Born on May 9, 1998, Amado was “stubborn from the start,” coming into this world after 30 hours of labor. “That was a very challenging experience,” says Robyn Magalit Rodriguez, PhD, Amado’s mother who is an immigrant rights and antiracism activist as well as an author and professor and department chair of the Asian American Studies at the University of California, Davis. “They actually needed to give me Pitocin, but it was all natural, no epidural. After that, it was like a couple of pushes later then he was out.”
Robyn Rodriguez is also the founder of the Bulosan Center for Filipino Studies that is noted to be the first Filipino studies center in the United States.
Amado was an epitome of multi-ethnicity, cross-culturalism, and diversity. His mother was born in the San Francisco Bay area to immigrant parents with roots in Aklan, Capiz, Ilocos Norte, and Pangasinan in the Philippines, while his father, David Edward Canham, is a South African immigrant with roots in the Transkei of the Eastern Cape and descended from the Mpondo Xhosa people.

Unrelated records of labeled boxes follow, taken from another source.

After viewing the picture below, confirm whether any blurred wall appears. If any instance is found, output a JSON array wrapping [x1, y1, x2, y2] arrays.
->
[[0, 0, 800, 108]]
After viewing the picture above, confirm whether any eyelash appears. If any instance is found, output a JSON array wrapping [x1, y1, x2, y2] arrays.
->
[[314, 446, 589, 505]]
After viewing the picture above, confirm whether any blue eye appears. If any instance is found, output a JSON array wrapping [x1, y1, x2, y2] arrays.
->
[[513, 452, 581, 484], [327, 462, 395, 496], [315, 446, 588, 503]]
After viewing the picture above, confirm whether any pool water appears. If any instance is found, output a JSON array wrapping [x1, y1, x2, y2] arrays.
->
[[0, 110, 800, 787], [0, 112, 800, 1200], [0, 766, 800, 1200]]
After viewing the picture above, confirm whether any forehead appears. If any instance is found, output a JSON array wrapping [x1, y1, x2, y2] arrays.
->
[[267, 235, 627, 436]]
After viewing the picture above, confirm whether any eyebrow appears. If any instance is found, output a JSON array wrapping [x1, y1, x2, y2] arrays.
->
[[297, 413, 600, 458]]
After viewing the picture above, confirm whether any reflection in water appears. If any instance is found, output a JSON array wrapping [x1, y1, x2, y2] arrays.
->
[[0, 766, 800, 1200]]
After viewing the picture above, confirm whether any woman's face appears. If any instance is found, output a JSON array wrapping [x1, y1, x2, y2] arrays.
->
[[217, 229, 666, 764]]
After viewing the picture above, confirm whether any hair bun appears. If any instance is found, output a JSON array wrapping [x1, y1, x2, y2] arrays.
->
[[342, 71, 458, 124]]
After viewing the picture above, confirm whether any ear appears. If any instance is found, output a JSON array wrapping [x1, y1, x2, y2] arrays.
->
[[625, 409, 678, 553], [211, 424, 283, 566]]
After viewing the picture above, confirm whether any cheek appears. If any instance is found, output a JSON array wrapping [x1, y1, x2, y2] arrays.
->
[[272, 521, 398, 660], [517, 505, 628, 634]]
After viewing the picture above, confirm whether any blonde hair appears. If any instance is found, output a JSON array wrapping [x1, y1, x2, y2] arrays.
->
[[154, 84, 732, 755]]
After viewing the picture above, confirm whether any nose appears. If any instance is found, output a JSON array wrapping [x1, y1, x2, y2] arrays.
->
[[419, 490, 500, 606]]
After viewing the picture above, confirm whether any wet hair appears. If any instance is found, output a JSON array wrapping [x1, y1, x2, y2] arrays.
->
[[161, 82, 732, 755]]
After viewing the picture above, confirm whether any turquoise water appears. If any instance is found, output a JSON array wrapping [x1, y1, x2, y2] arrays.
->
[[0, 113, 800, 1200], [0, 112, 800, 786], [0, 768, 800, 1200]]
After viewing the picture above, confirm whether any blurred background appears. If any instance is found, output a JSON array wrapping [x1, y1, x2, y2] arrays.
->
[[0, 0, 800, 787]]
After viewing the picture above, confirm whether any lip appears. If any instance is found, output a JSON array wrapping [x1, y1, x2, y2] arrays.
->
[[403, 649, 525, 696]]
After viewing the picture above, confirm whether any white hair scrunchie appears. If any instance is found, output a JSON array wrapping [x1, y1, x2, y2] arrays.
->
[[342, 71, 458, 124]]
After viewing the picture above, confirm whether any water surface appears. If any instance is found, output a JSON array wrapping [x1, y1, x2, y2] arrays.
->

For years, Amado was called “honey boy” by his parents because of his “gorgeous brown skin tone and his ultimately sweet and loving personality” that was complimented with an “angelic face” with “beautifully shaped eyes and endless eyelashes.” “People would often remark at how angelic his face was and how he looked so much like a Santo Niño—rosy cheeks and these big, big eyes, very long eyelashes, and a happy, joyful disposition,” says Rodriguez. “That description of him as a baby also reflects his character. He had this conviction but also a very sweet and loving disposition that he had for the rest of his life.”
Social justice and activism had been a part of Amado’s childhood and upbringing with both of his parents being activists and organizers. After immigrating to the United States, his father worked primarily as a labor organizer. But it was a path that was not necessarily expected of Amado to take. “Of course, that’s no guarantee, but, certainly, he was in a context where questions of justice were so much a part of and integrated into our lives.”
Amado had various interests growing up, from drawing to martial arts to athletics. Any of which could have pursued having had ample skills for each. Yet it was his relationships with people that gave a clue to his initial leanings towards social justice. “The best indications were just in the nature of his friendships with people. Those were the seeds where you can identify some kind of quality, an orientation towards others, that could lead on this pathway.”
Born and raised in Oakland with a stint in New Jersey before moving back to Oakland at 13, Amado’s worldview was shaped by the stark inequalities he saw and experienced in life. He felt marginalized as a biracial Black student from Oakland attending California High School in San Ramon with a largely White and affluent student population. It was his connections with the few Black teachers at the school that provided motivation and fueled his passion in reactivating the Black Student Union with the birth of the Black Lives Matter movement after the killing of Trayvon Martin in 2012. He continued to be involved in Black Lives Matter after graduating from high school.
Amado was always drawn to people in the margins. A diagnosis of moderately severe hearing loss with a dependence on hearing aids for the rest of his life furthered his awareness of being different and fostered his sense of identity.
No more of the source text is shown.